The following is a non-normative example. Line wraps after the second line are for the display purposes only.
HTTP/1.1 302 Found
Location: https://client.example.com/openid_connect_login?
error=end_user_cancelled
&error_description=The%20end%20user%20refused%20to%20select%20an%20OIDC%20server
Modification to existing Client
Modifications to Client Configuration
The configuration of the filter would change by adding a OIDCServers property to the Client containing a map of OIDC servers, and a AccountChooserURI to denote the URI of the Account Chooser like so:
<bean id="openIdConnectAuthenticationFilter"
class="org.mitre.openid.connect.client.OpenIdConnectAuthenticationFilter">
<property name="errorRedirectURI" value="/login.jsp?authfail=openid" />
<property name="authenticationManager" ref="authenticationManager" />
<property name="AccountChooserURI"
value="http://sever.example.com:8080/account-chooser" />
<property name="oidcServerConfigs">
<map>
<entry key="OIDC Server 1">
<bean class="org.mitre.openid.connect.client.OIDCServerConfiguration">
<property name="authorizationEndpointURI"
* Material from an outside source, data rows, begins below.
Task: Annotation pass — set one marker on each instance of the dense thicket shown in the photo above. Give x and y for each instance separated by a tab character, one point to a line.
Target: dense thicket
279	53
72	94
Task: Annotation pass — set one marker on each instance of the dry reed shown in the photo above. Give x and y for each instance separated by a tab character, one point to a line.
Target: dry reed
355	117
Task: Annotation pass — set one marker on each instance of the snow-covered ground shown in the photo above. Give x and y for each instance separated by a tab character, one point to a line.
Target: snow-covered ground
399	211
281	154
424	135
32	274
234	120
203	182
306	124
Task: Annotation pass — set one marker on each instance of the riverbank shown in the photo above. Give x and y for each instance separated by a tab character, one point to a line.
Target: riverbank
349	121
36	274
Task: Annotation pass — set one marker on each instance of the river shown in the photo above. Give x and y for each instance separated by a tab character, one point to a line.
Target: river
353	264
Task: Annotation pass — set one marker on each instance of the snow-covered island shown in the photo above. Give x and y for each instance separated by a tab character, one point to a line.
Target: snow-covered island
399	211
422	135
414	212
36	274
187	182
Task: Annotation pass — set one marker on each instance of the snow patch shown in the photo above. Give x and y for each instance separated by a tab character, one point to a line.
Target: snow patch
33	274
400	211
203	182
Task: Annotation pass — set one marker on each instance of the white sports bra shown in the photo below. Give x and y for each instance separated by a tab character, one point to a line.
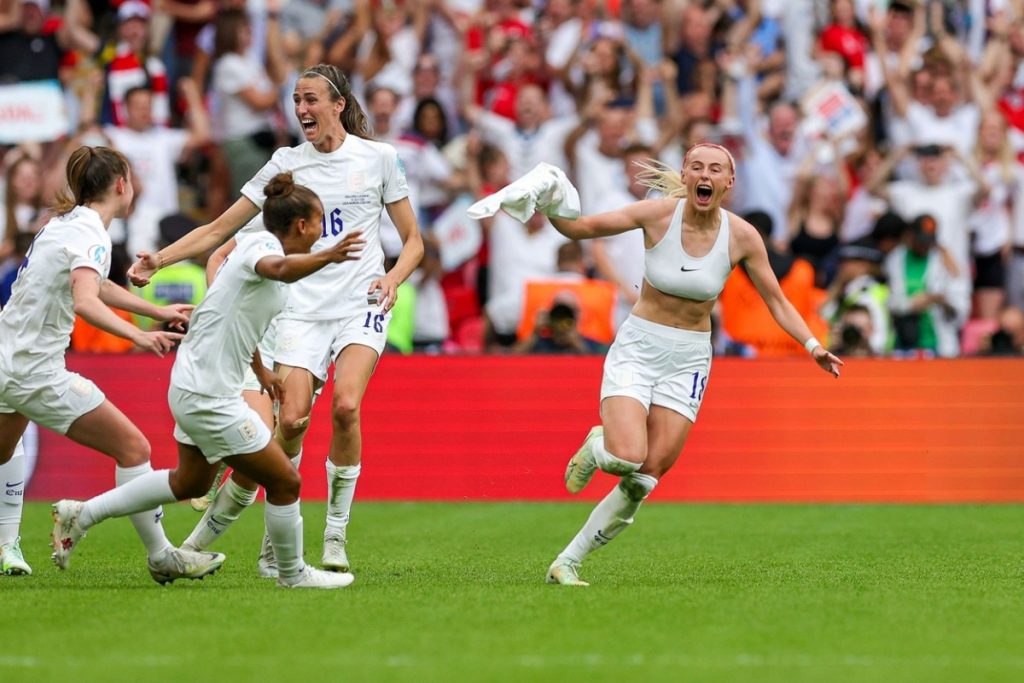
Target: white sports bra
671	270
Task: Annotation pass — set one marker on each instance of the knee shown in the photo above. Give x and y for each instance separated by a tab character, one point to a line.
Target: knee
184	488
293	425
285	489
637	486
345	413
135	451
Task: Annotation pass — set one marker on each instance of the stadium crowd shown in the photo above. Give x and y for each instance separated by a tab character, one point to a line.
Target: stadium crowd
879	150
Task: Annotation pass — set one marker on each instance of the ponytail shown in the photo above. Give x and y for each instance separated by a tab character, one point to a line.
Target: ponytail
662	178
287	202
90	173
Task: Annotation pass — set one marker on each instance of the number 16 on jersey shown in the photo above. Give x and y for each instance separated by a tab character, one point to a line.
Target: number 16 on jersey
332	225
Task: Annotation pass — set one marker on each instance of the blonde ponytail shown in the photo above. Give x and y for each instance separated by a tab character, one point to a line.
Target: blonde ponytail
662	178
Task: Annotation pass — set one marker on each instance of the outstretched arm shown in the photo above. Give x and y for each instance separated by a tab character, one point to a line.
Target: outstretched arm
755	256
402	216
118	297
296	266
638	214
85	287
200	241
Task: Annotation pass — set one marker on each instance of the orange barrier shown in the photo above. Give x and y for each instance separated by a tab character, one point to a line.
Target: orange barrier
502	428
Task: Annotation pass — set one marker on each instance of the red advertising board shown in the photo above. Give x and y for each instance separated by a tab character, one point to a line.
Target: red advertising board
502	428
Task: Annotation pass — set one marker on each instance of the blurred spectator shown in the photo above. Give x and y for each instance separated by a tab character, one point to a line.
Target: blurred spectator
557	331
858	282
128	63
532	137
851	335
816	213
595	150
1009	338
9	266
155	151
523	252
620	259
990	223
23	203
431	329
427	87
247	97
938	194
929	304
745	318
768	163
33	43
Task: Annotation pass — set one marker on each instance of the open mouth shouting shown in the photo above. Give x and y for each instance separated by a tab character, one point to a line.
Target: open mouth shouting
705	193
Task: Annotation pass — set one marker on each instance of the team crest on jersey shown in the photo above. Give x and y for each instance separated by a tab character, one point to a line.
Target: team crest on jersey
248	430
98	254
356	181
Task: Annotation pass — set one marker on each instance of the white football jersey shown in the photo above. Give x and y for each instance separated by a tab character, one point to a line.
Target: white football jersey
227	326
353	182
36	325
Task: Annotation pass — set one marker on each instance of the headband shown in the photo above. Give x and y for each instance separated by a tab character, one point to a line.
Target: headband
307	74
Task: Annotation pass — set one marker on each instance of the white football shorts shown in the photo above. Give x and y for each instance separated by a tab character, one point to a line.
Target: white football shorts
266	344
313	345
658	366
218	427
54	399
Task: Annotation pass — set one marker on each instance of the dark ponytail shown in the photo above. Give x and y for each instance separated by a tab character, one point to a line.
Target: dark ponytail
352	117
287	202
91	171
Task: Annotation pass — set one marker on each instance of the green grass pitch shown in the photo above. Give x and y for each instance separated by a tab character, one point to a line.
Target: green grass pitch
455	592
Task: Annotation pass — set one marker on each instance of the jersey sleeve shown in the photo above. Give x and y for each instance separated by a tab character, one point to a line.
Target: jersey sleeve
88	250
256	248
253	190
395	183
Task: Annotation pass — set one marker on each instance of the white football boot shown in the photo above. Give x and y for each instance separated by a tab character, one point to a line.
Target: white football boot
67	532
582	466
335	558
12	561
180	563
565	572
310	578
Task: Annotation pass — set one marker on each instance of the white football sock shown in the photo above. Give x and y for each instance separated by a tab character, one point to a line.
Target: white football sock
611	516
340	492
610	463
284	525
225	509
12	495
140	492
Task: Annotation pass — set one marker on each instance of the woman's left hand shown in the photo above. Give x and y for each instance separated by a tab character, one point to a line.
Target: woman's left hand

value="http://sever.example.com:8080/openid-connect-server/openidconnect/auth" />
<property name="tokenEndpointURI"
value="http://sever.example.com:8080/openid-connect-server/checkid" />
<property name="checkIDEndpointURI"
value="http://sever.example.com:8080/openid-connect-server/checkid" />
<property name="clientId"
value="someClientId" />
<property name="clientSecret" value="someClientSecret" />
</bean>
</entry>
<entry key="OIDC Server 2">
...
</map>
</property>
</bean>
In cases where the Account Chooser will not be used, the Client will be configured with authorizationEndpointURI, tokenEndpointURI, checkIDEndpointURI, clientId, and clientSecret as the Client is presently.